Merck, Agenus Extend Immuno-Oncology Pact
Agenus Inc. an immunology company developing treatments for cancers and other diseases has extended its collaborative research term under its existing collaboration and license agreement with Merck & Co. Inc., for the discovery and development of therapeutic antibodies to Merck proprietary immune checkpoints for the treatment of cancer.
Under the original agreement, Agenus will discover and optimize fully human antibodies against two undisclosed Merck checkpoint targets using the its Retrocyte Display platform. Merck will be responsible for the further development and commercialization of candidates generated under the collaboration. The discovery phase has been extended to April 2016. As previously disclosed, under the terms of the agreement, Agenus is eligible to receive approximately $100 million in milestone payments as well as royalties on worldwide product sales.
Agenus’ proprietary discovery engine, Retrocyte Display, is used to generate fully human and humanized therapeutic antibody drug candidates. The Retrocyte Display platform uses a high-throughput approach incorporating IgG format human antibody libraries expressed in mammalian B-lineage cells.
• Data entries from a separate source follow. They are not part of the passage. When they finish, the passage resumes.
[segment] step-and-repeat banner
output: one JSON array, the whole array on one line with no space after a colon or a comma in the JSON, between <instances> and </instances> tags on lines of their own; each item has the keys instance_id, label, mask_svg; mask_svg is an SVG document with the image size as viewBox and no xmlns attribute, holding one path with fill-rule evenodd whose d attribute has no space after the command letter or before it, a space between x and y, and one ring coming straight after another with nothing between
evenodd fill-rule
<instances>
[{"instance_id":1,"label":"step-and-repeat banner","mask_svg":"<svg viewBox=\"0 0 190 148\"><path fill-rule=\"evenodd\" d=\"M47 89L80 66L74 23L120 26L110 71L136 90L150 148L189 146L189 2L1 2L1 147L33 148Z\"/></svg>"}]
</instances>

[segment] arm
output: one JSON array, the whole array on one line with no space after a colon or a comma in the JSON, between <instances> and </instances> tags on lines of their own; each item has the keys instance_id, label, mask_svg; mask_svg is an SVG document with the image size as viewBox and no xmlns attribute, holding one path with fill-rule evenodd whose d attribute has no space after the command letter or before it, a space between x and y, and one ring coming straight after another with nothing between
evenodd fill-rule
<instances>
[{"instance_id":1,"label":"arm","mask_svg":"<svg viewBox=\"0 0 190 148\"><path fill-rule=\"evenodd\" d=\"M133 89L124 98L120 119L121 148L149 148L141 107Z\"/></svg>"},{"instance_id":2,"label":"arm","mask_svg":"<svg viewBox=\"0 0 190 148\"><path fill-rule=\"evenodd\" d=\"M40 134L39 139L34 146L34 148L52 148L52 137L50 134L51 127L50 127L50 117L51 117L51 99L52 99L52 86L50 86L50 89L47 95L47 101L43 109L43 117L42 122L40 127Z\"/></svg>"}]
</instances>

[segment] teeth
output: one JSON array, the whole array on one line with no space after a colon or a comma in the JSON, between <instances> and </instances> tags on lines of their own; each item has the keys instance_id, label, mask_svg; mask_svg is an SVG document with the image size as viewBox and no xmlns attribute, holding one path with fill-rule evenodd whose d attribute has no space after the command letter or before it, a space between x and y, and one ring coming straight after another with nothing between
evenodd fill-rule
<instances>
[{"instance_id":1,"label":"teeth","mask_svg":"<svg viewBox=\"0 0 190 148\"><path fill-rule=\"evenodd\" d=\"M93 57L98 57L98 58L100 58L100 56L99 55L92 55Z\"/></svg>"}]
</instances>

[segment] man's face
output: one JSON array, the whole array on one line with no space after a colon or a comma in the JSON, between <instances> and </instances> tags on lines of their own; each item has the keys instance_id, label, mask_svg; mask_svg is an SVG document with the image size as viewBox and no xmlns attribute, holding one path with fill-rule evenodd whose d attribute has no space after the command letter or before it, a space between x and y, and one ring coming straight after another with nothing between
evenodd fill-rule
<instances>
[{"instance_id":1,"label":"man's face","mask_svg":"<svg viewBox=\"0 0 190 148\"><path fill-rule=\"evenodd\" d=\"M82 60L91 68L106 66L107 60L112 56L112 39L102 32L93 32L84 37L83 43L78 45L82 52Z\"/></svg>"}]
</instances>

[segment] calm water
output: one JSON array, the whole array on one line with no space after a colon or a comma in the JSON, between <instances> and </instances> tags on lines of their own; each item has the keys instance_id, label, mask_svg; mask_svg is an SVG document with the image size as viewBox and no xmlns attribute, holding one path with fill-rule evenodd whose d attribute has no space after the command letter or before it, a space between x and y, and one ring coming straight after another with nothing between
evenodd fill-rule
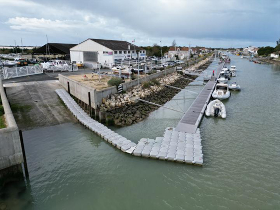
<instances>
[{"instance_id":1,"label":"calm water","mask_svg":"<svg viewBox=\"0 0 280 210\"><path fill-rule=\"evenodd\" d=\"M280 67L232 58L238 71L231 82L242 89L224 101L226 119L204 118L203 167L134 157L78 124L63 124L23 133L30 182L8 186L0 203L15 209L279 209ZM186 110L193 98L180 93L166 105ZM160 108L114 129L136 142L162 136L181 116Z\"/></svg>"}]
</instances>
Agenus recently acquired a yeast antibody display platform termed Secant, developed by Celexion, LLC. Secant allows rapid generation of soluble, full-length human antibodies. SecantT and Agenus' mammalian antibody display platform have complementary strengths and further bolster Agenus’ abilities to generate and optimize fully human monoclonal antibodies.
In terms of its pipeline, Agenus' heat shock protein-based vaccines have completed Phase II studies in newly diagnosed glioblastoma multiforme, and in the treatment of herpes simplex viral infection; the heat shock protein-based vaccine platform can generate personalized as well as off-the-shelf products. The company's QS-21 Stimulon adjuvant platform is partnered with GlaxoSmithKline and with Janssen Sciences Ireland UC and includes several candidates in Phase II trials, as well as shingles and malaria vaccines which have successfully completed Phase III clinical trials.